Prior months saw removals of 15 billion and up from these funds. If removal of 15+ billion every month for a couple of years couldn't stop the biggest rally in history then I would count them out as a major factor, and at +/- 1 billion their impact is insignificant.

What I want to see in a rally is an expansion of the stocks making new highs, more stocks over their 50 DMA, and growing interest in stocks that will do better in the future but are not doing so well now.

On Tuesday we get the November retail sales report and consensus is at a gain of .7%. If we get a good number then the rally should be safe. Industrial Production is on Wednesday but expectations are low and it could be considered old news so that shouldn't be a problem.

If any correction is going to take palce it will probably be before FED Day.

Monday morning trading began on a positive note as investors learned that China had refrained on the weekend from raising its benchmark interest rate to stem inflation. This inaction in regards to Chinese monetary policy sparked a rise on many Asian markets, and the US equity market followed suit early on.
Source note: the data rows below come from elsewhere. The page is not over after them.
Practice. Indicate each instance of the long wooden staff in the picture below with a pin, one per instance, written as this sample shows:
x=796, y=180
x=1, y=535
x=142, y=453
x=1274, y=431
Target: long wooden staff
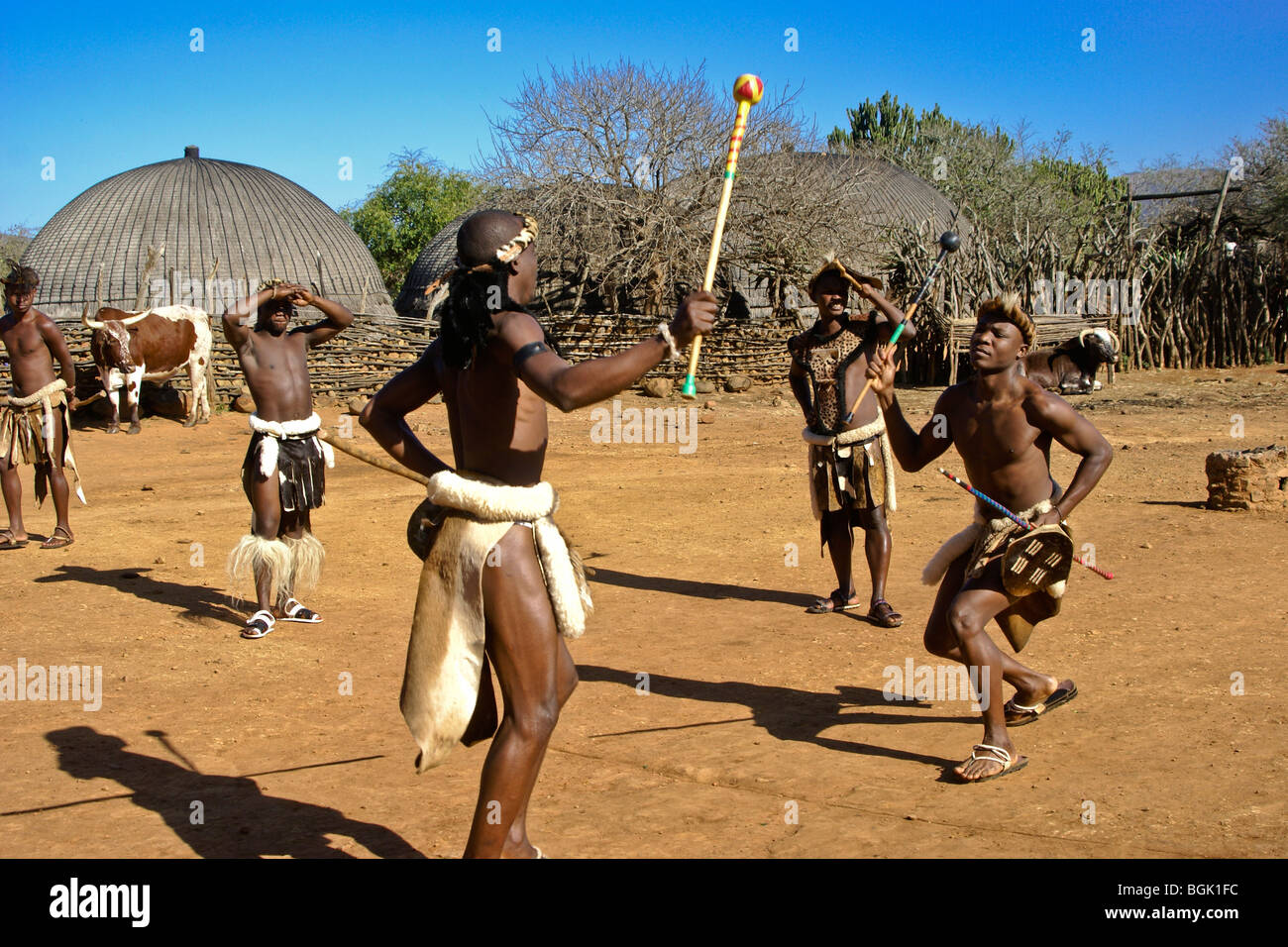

No economic reports were scheduled for release today. Tomorrow, however, should see a flurry of activity: The US Senate is expected to vote on the (extension of the Bush the alcoholic) tax cuts; the US government will release PPI, core PPI, retail sales, retail sales ex-auto, and business inventories data; the Federal Reserve will make its latest decision on interest rates.

The US dollar was weak all day today. The passage of the tax cuts would accelerate US deficits even more and could lead to the US credit rating (currently AAA) being placed on negative outlook in the future.But of course the Republicans never discloused to the public this critical risk, because all they care is to satisfy their rich contituents.  While euro zone debt problems could boost the dollar against the euro, the US deficit issues could put pressure on the greenback.

With the holidays approaching, overall volume output is dwindling. Less than one billion shares were traded on the NYSE today.